Abstract Body (Do not enter title and authors here): Introduction
Interleukin-33 (IL-33) is a potent mediator of injury-induced local inflammation. Soluble ST2 (sST2), a decoy receptor of IL-33, is a prognostic serum biomarker for heart failure (HF). Here, we evaluated the impact of tozorakimab, an IL-33-neutralizing monoclonal antibody, on sST2-related secondary cardiac endpoints.

Methods
FRONTIER-1 was a 24-week phase 2B study (NCT04170543) in patients with diabetic kidney disease (DKD). Key cardiac exclusion criteria were: 1) NYHA Class 3/4; 2) Left ventricular ejection fraction (LVEF) < 40%; 3) B-type natriuretic peptide (BNP) > 200 pg/mL. Local echocardiography (LVEF) was performed at Screening and Week 24. For exploratory analysis, echocardiography recordings were evaluated by a core laboratory.

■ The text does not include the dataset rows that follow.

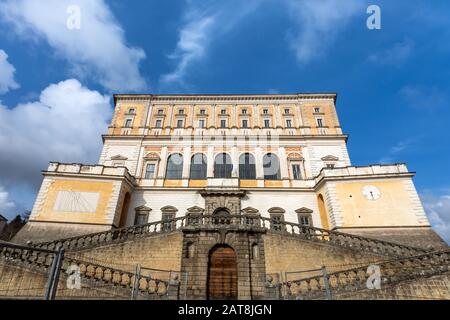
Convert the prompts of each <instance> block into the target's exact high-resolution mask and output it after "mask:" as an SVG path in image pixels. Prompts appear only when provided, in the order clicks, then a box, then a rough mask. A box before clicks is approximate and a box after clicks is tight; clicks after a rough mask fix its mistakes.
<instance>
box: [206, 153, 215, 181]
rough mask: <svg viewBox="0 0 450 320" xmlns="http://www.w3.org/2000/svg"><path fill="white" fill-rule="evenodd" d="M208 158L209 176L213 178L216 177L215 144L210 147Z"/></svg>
mask: <svg viewBox="0 0 450 320" xmlns="http://www.w3.org/2000/svg"><path fill="white" fill-rule="evenodd" d="M207 158H208V163H207V166H206V172H207V177H208V178H213V177H214V147H213V146H211V147H208V154H207Z"/></svg>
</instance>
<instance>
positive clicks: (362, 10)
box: [287, 0, 365, 64]
mask: <svg viewBox="0 0 450 320" xmlns="http://www.w3.org/2000/svg"><path fill="white" fill-rule="evenodd" d="M287 5H288V9H289V15H290V18H291V20H292V22H293V24H294V26H295V27H294V28H293V30H292V31H291V33H290V35H289V39H290V45H291V48H292V49H293V50H294V52H295V54H296V57H297V60H298V62H299V63H302V64H305V63H308V62H310V61H312V60H313V59H315V58H317V57H320V56H322V55H323V54H324V53H325V52H326V50H327V49H328V47H329V46H330V45H332V44H333V43H334V41H336V38H337V36H338V34H339V33H340V32H341V31H342V30H344V29H345V27H346V26H347V25H348V24H349V23H350V21H351V19H352V18H354V17H355V16H356V15H357V14H358V13H359V14H361V15H364V14H365V9H364V1H360V0H345V1H342V0H322V1H317V0H287Z"/></svg>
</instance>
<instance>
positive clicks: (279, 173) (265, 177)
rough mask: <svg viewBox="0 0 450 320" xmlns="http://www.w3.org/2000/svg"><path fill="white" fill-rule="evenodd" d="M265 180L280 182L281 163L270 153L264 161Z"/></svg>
mask: <svg viewBox="0 0 450 320" xmlns="http://www.w3.org/2000/svg"><path fill="white" fill-rule="evenodd" d="M263 167H264V179H265V180H280V179H281V173H280V161H279V160H278V157H277V156H276V155H275V154H273V153H268V154H266V155H265V156H264V159H263Z"/></svg>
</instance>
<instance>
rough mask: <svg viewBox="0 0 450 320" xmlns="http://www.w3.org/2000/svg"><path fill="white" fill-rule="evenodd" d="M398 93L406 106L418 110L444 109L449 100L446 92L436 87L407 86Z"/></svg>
mask: <svg viewBox="0 0 450 320" xmlns="http://www.w3.org/2000/svg"><path fill="white" fill-rule="evenodd" d="M399 93H400V96H401V97H402V98H403V99H404V100H405V101H406V103H407V104H408V106H410V107H412V108H415V109H420V110H424V109H428V110H435V109H438V108H441V107H445V106H447V105H448V100H449V98H448V95H447V93H446V90H441V89H440V88H438V87H436V86H423V85H407V86H404V87H403V88H401V89H400V92H399Z"/></svg>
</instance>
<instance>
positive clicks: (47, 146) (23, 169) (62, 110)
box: [0, 79, 112, 188]
mask: <svg viewBox="0 0 450 320" xmlns="http://www.w3.org/2000/svg"><path fill="white" fill-rule="evenodd" d="M111 113H112V108H111V105H110V99H109V97H107V96H103V95H102V94H100V93H99V92H97V91H91V90H89V89H88V88H86V87H83V86H82V85H81V83H80V82H79V81H78V80H75V79H70V80H66V81H63V82H60V83H58V84H52V85H49V86H48V87H47V88H46V89H44V90H43V91H42V92H41V94H40V98H39V100H38V101H35V102H29V103H24V104H19V105H17V106H16V107H15V108H12V109H8V108H6V107H5V106H2V105H1V104H0V150H2V152H0V181H2V185H3V186H4V187H6V188H9V187H13V186H14V187H17V186H18V185H27V186H30V185H31V186H32V187H34V188H37V187H38V186H39V184H40V181H41V175H40V171H41V170H43V169H46V168H47V166H48V162H49V161H60V162H83V163H86V162H88V163H90V162H92V163H96V162H97V160H98V155H99V154H100V150H101V145H102V141H101V134H103V133H105V132H106V130H107V126H108V122H109V119H110V117H111Z"/></svg>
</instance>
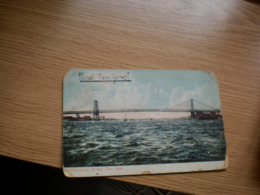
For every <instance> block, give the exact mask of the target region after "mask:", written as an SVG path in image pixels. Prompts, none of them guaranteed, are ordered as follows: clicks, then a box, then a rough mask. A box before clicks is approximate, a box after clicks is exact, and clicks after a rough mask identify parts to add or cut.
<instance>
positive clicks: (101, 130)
mask: <svg viewBox="0 0 260 195" xmlns="http://www.w3.org/2000/svg"><path fill="white" fill-rule="evenodd" d="M226 167H227V159H226V142H225V136H224V125H223V118H222V112H221V104H220V98H219V89H218V83H217V79H216V78H215V76H214V75H213V74H212V73H210V72H206V71H189V70H183V71H182V70H176V71H174V70H112V69H110V70H103V69H100V70H98V69H72V70H70V71H69V72H68V73H67V74H66V75H65V77H64V87H63V171H64V174H65V175H66V176H68V177H92V176H112V175H138V174H156V173H172V172H191V171H207V170H220V169H224V168H226Z"/></svg>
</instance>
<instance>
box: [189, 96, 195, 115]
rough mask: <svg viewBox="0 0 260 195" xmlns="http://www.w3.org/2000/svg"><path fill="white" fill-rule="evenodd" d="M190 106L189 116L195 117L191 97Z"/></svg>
mask: <svg viewBox="0 0 260 195" xmlns="http://www.w3.org/2000/svg"><path fill="white" fill-rule="evenodd" d="M190 107H191V112H190V116H191V118H195V111H194V104H193V99H191V100H190Z"/></svg>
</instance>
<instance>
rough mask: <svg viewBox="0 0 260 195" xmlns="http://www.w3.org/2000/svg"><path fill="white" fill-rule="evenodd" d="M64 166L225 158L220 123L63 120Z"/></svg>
mask: <svg viewBox="0 0 260 195" xmlns="http://www.w3.org/2000/svg"><path fill="white" fill-rule="evenodd" d="M63 125H64V135H63V158H64V166H65V167H88V166H118V165H142V164H163V163H179V162H199V161H219V160H224V159H225V154H226V144H225V138H224V127H223V121H222V120H189V119H160V120H159V119H156V120H128V121H123V120H103V121H65V120H64V122H63Z"/></svg>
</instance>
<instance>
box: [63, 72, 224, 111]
mask: <svg viewBox="0 0 260 195" xmlns="http://www.w3.org/2000/svg"><path fill="white" fill-rule="evenodd" d="M83 72H84V76H85V77H86V78H87V77H88V76H91V75H92V76H93V75H94V79H95V78H99V76H100V75H103V76H106V77H107V78H109V77H111V78H112V76H111V75H117V76H121V75H128V76H129V79H131V82H79V73H83ZM191 98H193V99H195V100H197V101H199V102H201V103H204V104H206V105H209V106H212V107H214V108H217V109H220V100H219V90H218V84H217V80H216V78H215V77H214V76H213V75H212V74H211V73H209V72H206V71H188V70H185V71H181V70H177V71H174V70H111V69H109V70H97V69H72V70H70V71H69V72H68V73H67V74H66V76H65V77H64V95H63V110H64V111H69V110H92V109H93V106H94V103H93V102H94V100H98V102H99V109H138V108H139V109H141V108H172V107H174V106H175V105H178V104H180V103H182V102H185V101H187V100H189V99H191Z"/></svg>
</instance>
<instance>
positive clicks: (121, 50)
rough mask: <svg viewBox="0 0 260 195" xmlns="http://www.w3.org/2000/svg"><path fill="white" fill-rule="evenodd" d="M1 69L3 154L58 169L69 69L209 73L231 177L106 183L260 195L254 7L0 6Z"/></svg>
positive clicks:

Throughout the study, BNP and sST2 were assessed and adverse events (AE) recorded. Safety and tolerability were evaluated for all dosed participants (Safety Analysis Population, SAP).

Results
573 participants were included in the SAP (139 = placebo / 434 = tozorakimab). Baseline characteristics were balanced across treatment groups. Tozorakimab was generally well tolerated and the incidences of AE, serious AE (SAEs), discontinuations, and death were similar to placebo. In the placebo group, cardiac disorder AE were reported in 6.5%, and SAE in 2.2%. Decline in LVEF of > 10% was seen in 5 participants (4.3%). None developed BNP > 200 pg/mL or clinical signs of HF. 1 participant (0.7%) presented with clinical symptoms of HF (SAE) without significant changes in LVEF or BNP. On tozorakimab, cardiac disorder AE/SAE were less frequent (3.7%/1.8%). Decline in LVEF of > 10% was observed in 31 participants (8.3%), with 3 showing BNP elevation to 200–308 pg/mL. Two of these participants (0.5%) developed clinical signs of HF with LVEF 55%/30% and BNP < 200 pg/mL. No further AE related to HF were reported for tozorakimab. Central analysis of LVEF revealed a substantial variability of site-based measurements indicating LVEF reductions > 10 % in 2 (3.7%) participants on placebo and 6 (2.9%) on tozorakimab. Furthermore, central exploratory analysis demonstrated a slight increase in LVEF from baseline (1.62%, 95% CI: 0.22, 3.03) and a reduction in average E/e' (-0.47, 95% CI: -0.93, -0.01) for tozorakimab, but not placebo. Trends in BNP and sST2 over time were comparable.

Conclusion
This study suggests a favorable cardiac safety profile for tozorakimab in patients with DKD. IL-33 inhibition did not elevate serum sST2 significantly.